HISTORICAL ELEMENTS
The construction activity of the late Baroque period resulted in enclosing the monastery complex, which until then had been open on several sides, to the north, east, and south.
Together with the early Baroque "old building", a total of six courtyards were created.
Garden Areas
The gardens next to the Abbey building are surrounded by a high wall. They were used to grow fruit and vegetables and as flower gardens until late in the 20th century. Special features are the two chapels (dedicated to St. Benedict and St. Blasius) that date to c. 1735. Karl Nutzinger, the Abbey’s master gardener, decided to extend the dahlia and fuchsia beds to the east and south in the 1960s and 1970s.


Reconstruction
Until the fire of 1865, Admont Abbey was the largest monastery and also the most extensive structure in the whole of Styria. The fire primarily destroyed the older parts of the complex. Following the removal of the rubble and ruins, there essentially remained just one single large internal courtyard.
The design of the Abbey gardens has been repeatedly modified over the years. Originally thickly wooded, the garden site was first divided into an inner and outer section (by means of palings) in 1890.
Old & New
In the inner and the more extensive garden sections of the Abbey, visitors will find that although historical elements have been preserved, it has been ensured that these interact meaningfully with contemporary features.
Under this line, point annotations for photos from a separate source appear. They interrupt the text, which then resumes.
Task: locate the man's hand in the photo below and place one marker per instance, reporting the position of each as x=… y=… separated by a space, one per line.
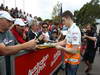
x=59 y=47
x=32 y=43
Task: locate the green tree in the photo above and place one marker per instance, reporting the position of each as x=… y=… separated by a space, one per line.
x=88 y=13
x=56 y=13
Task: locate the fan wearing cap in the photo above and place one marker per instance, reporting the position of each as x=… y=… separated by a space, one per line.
x=18 y=30
x=8 y=44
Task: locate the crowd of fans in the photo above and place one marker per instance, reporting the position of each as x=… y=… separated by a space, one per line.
x=25 y=28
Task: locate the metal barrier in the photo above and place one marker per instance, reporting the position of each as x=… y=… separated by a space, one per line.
x=2 y=65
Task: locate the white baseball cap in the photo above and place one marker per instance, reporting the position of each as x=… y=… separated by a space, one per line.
x=6 y=15
x=19 y=22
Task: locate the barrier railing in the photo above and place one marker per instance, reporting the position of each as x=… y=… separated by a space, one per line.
x=2 y=65
x=41 y=62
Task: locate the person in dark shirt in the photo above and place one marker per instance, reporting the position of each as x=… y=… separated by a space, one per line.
x=32 y=33
x=90 y=51
x=18 y=30
x=7 y=42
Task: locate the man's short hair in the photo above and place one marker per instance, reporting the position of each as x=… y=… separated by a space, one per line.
x=67 y=14
x=44 y=23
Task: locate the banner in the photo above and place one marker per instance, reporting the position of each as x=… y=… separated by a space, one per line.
x=42 y=62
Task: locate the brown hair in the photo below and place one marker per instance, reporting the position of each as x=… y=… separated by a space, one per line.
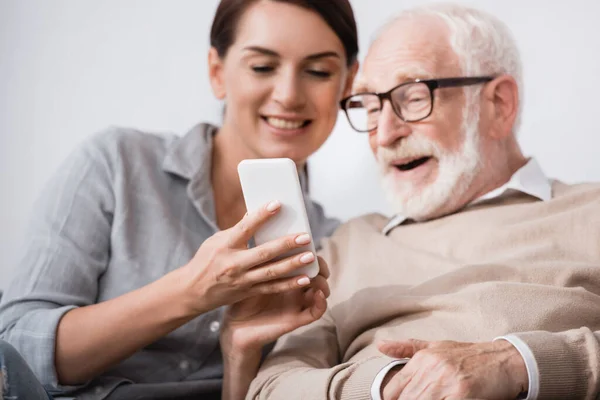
x=337 y=14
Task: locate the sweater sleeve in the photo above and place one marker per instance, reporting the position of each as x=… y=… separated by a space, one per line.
x=66 y=250
x=568 y=362
x=305 y=365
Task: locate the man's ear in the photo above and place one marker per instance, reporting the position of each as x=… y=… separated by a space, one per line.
x=216 y=71
x=350 y=80
x=502 y=105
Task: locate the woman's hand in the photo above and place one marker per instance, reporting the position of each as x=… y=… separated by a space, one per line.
x=252 y=323
x=224 y=271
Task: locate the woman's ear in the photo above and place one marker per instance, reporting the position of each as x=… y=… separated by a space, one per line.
x=353 y=70
x=502 y=98
x=216 y=70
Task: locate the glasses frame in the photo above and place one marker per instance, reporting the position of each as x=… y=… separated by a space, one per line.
x=432 y=84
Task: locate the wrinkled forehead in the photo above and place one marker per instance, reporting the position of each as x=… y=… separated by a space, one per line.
x=408 y=49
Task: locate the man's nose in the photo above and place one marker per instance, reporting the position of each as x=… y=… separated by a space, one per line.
x=390 y=127
x=288 y=91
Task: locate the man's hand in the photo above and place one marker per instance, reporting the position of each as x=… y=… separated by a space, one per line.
x=451 y=370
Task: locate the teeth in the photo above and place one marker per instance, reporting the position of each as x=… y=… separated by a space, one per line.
x=284 y=123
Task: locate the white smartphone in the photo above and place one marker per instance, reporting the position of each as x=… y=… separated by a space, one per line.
x=267 y=179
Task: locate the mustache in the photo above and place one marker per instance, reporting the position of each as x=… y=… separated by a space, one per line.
x=409 y=147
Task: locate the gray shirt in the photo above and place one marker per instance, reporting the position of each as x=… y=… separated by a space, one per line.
x=123 y=210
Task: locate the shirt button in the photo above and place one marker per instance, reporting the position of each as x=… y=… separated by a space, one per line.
x=214 y=326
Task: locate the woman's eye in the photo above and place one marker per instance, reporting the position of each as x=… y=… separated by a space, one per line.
x=319 y=74
x=262 y=69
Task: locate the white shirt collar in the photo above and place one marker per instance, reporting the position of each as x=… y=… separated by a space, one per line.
x=529 y=179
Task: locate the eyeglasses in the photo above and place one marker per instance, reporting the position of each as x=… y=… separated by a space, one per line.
x=411 y=101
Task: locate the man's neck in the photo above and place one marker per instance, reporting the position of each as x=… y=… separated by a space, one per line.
x=498 y=171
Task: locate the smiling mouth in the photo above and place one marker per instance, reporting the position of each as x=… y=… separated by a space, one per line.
x=280 y=123
x=413 y=164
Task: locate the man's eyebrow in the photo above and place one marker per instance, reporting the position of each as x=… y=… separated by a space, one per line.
x=273 y=53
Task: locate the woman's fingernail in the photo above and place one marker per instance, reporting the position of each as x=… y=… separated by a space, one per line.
x=272 y=206
x=303 y=281
x=303 y=239
x=307 y=258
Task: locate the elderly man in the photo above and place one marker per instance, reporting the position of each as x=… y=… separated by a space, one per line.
x=487 y=282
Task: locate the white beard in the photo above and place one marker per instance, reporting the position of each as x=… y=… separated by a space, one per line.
x=456 y=171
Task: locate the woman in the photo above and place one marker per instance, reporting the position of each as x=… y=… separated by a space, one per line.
x=141 y=240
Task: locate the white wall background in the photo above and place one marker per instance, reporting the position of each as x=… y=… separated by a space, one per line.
x=69 y=68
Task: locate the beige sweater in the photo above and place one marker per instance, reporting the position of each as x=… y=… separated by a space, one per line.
x=510 y=265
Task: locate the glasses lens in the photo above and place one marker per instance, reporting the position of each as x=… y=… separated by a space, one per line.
x=363 y=112
x=413 y=101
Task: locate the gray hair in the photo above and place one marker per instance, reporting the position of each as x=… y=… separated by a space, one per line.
x=483 y=43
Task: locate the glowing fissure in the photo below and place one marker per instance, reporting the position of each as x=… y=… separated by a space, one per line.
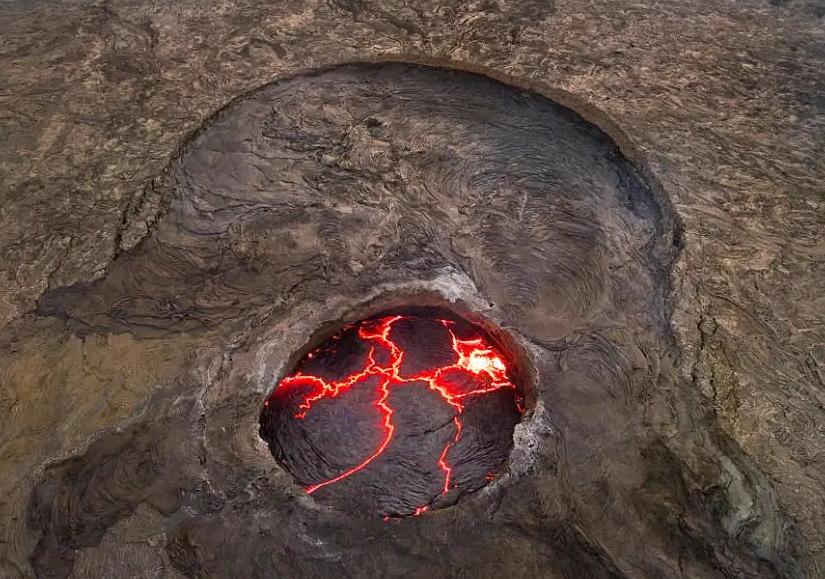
x=475 y=357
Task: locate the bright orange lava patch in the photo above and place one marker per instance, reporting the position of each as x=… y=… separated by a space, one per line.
x=473 y=357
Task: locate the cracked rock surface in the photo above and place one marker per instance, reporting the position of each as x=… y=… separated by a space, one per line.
x=168 y=251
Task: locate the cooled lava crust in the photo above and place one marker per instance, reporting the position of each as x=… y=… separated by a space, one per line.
x=395 y=415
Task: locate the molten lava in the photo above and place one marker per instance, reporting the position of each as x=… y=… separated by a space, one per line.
x=477 y=369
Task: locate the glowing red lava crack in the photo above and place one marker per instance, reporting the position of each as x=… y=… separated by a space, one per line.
x=475 y=358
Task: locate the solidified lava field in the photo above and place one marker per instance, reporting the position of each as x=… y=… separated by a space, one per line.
x=320 y=206
x=395 y=415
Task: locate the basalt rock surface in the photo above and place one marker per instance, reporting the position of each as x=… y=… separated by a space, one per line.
x=666 y=359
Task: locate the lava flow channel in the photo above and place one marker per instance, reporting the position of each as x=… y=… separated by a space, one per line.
x=474 y=358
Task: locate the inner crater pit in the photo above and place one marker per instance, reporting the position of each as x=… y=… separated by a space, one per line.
x=396 y=414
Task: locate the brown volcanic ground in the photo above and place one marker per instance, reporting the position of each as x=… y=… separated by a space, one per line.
x=665 y=311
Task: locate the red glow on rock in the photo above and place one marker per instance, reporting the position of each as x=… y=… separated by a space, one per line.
x=478 y=369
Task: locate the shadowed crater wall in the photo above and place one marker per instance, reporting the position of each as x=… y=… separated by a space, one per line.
x=326 y=198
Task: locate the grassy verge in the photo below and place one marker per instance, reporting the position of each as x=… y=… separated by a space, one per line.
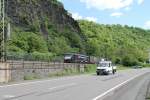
x=32 y=77
x=121 y=67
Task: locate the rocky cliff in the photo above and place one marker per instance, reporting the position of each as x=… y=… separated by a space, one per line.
x=47 y=17
x=39 y=14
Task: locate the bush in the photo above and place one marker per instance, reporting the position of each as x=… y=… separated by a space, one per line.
x=129 y=61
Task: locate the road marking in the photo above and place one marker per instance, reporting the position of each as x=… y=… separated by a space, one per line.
x=117 y=86
x=62 y=86
x=8 y=96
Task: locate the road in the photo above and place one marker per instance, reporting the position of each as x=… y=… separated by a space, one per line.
x=125 y=85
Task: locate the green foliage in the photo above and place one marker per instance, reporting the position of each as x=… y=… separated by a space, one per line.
x=27 y=42
x=121 y=44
This dialogue between ‘old’ and ‘new’ is particularly apparent in the ‘courtyard garden’ (convent garden) opposite the glasshouses of the plant nursery, the herb garden (which is an accurate recreation of an historical example) and the ‘invisible garden’ created in 2006/7 with both blind and sighted visitors in mind that stretches along the recreational area around the pond.
Antiquity to Baroque
There are further creative contrasts to be explored; between the restored Baroque sculptures by Josef Stammel in the two garden chapels, the four (restored) figures of the antique goddesses Ceres, Minerva, Diana and Flora by Markus Schokotnig dating to 1726 – 1719 that can be found near the Baroque steps to the Stiftskeller courtyard and the contemporary sculptures, most recently the large loaned sculptural work by Bruno Gironcoli (1936 – 2010).